Schema coverage is 67% with descriptions for filePath and nodeId. Description adds behavior of vaultPath ('always wins') but does not provide format or constraints for it, leaving some ambiguity.

Input schemas describe structure but not intent. Descriptions should explain non-obvious parameter relationships and valid value ranges.

Purpose5/5

Does the description clearly state what the tool does and how it differs from similar tools?

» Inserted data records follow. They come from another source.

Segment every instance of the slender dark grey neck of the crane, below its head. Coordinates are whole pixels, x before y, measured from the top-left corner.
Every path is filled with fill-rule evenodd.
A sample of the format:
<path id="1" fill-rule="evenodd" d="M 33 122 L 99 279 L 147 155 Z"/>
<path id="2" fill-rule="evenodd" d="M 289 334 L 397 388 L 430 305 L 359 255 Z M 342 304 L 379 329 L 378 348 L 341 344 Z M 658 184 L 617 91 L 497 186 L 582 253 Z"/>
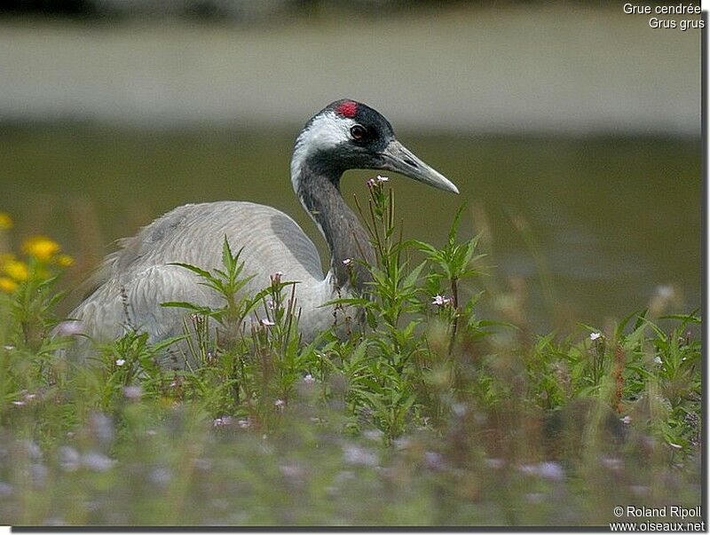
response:
<path id="1" fill-rule="evenodd" d="M 294 169 L 296 170 L 296 169 Z M 375 251 L 370 245 L 367 232 L 340 193 L 339 169 L 314 169 L 308 161 L 297 171 L 297 194 L 306 211 L 318 224 L 330 248 L 330 271 L 335 275 L 338 287 L 344 287 L 354 276 L 354 288 L 358 292 L 367 291 L 365 282 L 371 280 L 366 267 L 359 264 L 364 260 L 375 263 Z M 351 260 L 351 264 L 343 264 Z"/>

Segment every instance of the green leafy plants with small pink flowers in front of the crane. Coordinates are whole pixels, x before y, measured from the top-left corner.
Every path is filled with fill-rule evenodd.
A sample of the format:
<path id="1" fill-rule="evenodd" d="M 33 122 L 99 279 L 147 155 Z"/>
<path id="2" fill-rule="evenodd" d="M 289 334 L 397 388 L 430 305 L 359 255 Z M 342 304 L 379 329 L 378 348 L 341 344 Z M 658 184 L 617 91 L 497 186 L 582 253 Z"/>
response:
<path id="1" fill-rule="evenodd" d="M 56 271 L 30 258 L 0 301 L 0 523 L 606 525 L 699 504 L 695 313 L 540 336 L 497 295 L 509 313 L 485 321 L 461 212 L 443 248 L 406 242 L 369 185 L 370 298 L 310 344 L 280 274 L 237 298 L 225 242 L 223 270 L 183 264 L 223 308 L 164 303 L 190 312 L 185 337 L 127 325 L 79 364 L 48 334 Z M 171 344 L 191 366 L 159 366 Z"/>

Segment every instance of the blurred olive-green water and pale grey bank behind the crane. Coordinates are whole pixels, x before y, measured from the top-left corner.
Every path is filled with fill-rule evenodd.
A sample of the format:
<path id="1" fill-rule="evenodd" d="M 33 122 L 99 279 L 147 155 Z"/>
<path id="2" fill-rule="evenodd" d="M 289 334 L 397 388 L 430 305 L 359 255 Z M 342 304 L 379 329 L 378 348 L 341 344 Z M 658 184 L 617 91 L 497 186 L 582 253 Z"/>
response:
<path id="1" fill-rule="evenodd" d="M 699 43 L 604 2 L 11 2 L 0 211 L 18 243 L 48 234 L 77 258 L 70 282 L 186 202 L 271 204 L 325 255 L 288 161 L 304 122 L 350 97 L 461 190 L 393 178 L 406 235 L 441 244 L 468 203 L 461 231 L 485 231 L 502 284 L 526 282 L 534 323 L 551 321 L 543 288 L 586 323 L 659 293 L 687 311 Z M 346 199 L 370 176 L 348 173 Z"/>

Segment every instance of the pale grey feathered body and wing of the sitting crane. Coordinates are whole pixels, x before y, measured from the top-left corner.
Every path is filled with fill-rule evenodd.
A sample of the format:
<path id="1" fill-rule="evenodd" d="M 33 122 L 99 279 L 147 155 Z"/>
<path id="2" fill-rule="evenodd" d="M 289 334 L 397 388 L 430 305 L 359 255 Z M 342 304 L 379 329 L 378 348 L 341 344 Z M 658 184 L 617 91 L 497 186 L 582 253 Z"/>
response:
<path id="1" fill-rule="evenodd" d="M 322 287 L 317 249 L 296 222 L 283 212 L 251 202 L 220 201 L 173 209 L 121 240 L 121 249 L 106 256 L 96 274 L 96 289 L 69 317 L 83 322 L 84 334 L 110 340 L 126 324 L 145 331 L 151 341 L 182 334 L 185 311 L 161 303 L 181 301 L 217 308 L 224 301 L 198 284 L 192 271 L 222 268 L 222 246 L 242 249 L 242 276 L 254 275 L 244 287 L 254 295 L 282 271 L 284 280 L 301 287 Z"/>

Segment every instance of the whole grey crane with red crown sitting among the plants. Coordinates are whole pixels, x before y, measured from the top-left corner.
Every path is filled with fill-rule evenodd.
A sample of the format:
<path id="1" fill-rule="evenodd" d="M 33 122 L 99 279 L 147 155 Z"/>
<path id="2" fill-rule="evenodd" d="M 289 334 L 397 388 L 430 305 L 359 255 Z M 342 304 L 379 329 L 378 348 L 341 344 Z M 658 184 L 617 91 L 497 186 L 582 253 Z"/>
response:
<path id="1" fill-rule="evenodd" d="M 146 332 L 150 342 L 183 334 L 185 310 L 161 303 L 218 308 L 223 298 L 175 264 L 221 268 L 225 237 L 234 250 L 242 249 L 243 273 L 256 275 L 242 288 L 246 295 L 266 287 L 269 276 L 278 271 L 284 279 L 297 281 L 299 331 L 305 341 L 312 340 L 333 324 L 332 307 L 323 305 L 338 295 L 359 292 L 368 279 L 367 268 L 348 261 L 363 255 L 368 262 L 374 258 L 365 229 L 340 193 L 340 179 L 348 169 L 394 171 L 458 193 L 446 177 L 399 143 L 382 114 L 351 99 L 337 100 L 306 122 L 296 138 L 290 169 L 291 185 L 330 250 L 325 275 L 312 240 L 283 212 L 247 201 L 186 204 L 120 240 L 120 250 L 106 256 L 94 276 L 95 289 L 69 315 L 71 334 L 86 335 L 76 343 L 86 346 L 87 337 L 120 337 L 127 315 L 130 325 Z"/>

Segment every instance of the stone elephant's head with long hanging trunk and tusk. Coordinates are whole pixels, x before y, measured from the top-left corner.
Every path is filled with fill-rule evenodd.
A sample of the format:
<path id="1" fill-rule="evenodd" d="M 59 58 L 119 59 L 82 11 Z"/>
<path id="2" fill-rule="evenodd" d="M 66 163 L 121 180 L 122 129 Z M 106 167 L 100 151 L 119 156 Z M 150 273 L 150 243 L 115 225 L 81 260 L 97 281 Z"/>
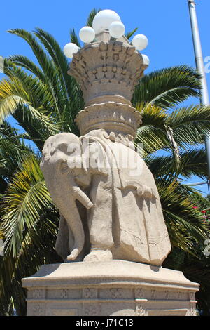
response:
<path id="1" fill-rule="evenodd" d="M 92 207 L 92 202 L 79 187 L 90 183 L 90 176 L 83 168 L 80 138 L 72 133 L 59 133 L 48 138 L 43 147 L 40 166 L 52 200 L 73 233 L 73 249 L 69 242 L 71 254 L 67 256 L 67 260 L 75 260 L 85 244 L 83 223 L 76 199 L 86 209 Z"/>

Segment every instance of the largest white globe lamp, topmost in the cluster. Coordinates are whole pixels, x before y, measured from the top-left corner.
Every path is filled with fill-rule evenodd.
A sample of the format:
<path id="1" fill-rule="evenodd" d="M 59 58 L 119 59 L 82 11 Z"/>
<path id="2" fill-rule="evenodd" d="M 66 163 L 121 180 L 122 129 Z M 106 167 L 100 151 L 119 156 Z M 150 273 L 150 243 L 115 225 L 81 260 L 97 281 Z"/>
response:
<path id="1" fill-rule="evenodd" d="M 99 11 L 99 13 L 94 16 L 92 27 L 94 32 L 99 34 L 105 29 L 109 29 L 112 22 L 121 22 L 120 16 L 115 11 L 105 9 L 104 11 Z"/>

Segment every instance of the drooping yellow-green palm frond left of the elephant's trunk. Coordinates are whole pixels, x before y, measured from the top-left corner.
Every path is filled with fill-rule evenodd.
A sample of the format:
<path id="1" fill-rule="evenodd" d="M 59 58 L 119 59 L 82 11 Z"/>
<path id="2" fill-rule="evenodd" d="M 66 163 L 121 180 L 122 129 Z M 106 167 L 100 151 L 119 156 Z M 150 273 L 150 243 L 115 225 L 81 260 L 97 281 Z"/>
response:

The description clearly states it returns incoming and outgoing edges of a single canvas node, with a specific verb ('Return') and resource ('edges of a single canvas node'). It differentiates from sibling tool 'canvas.parse' by contrasting one-at-a-time vs full-graph.

Agents choose between tools based on descriptions. A clear purpose with a specific verb and resource helps agents select the right tool.

Usage Guidelines5/5

Does the description explain when to use this tool, when not to, or what alternatives exist?

Explicitly says 'Use this to walk the canvas graph one node at a time without loading the full document' and 'For full-graph parsing, use `canvas.parse`.' Also explains vault behavior with references to vault.current and vault.select.

Agents often have multiple tools that could apply. Explicit usage guidance like "use X instead of Y when Z" prevents misuse.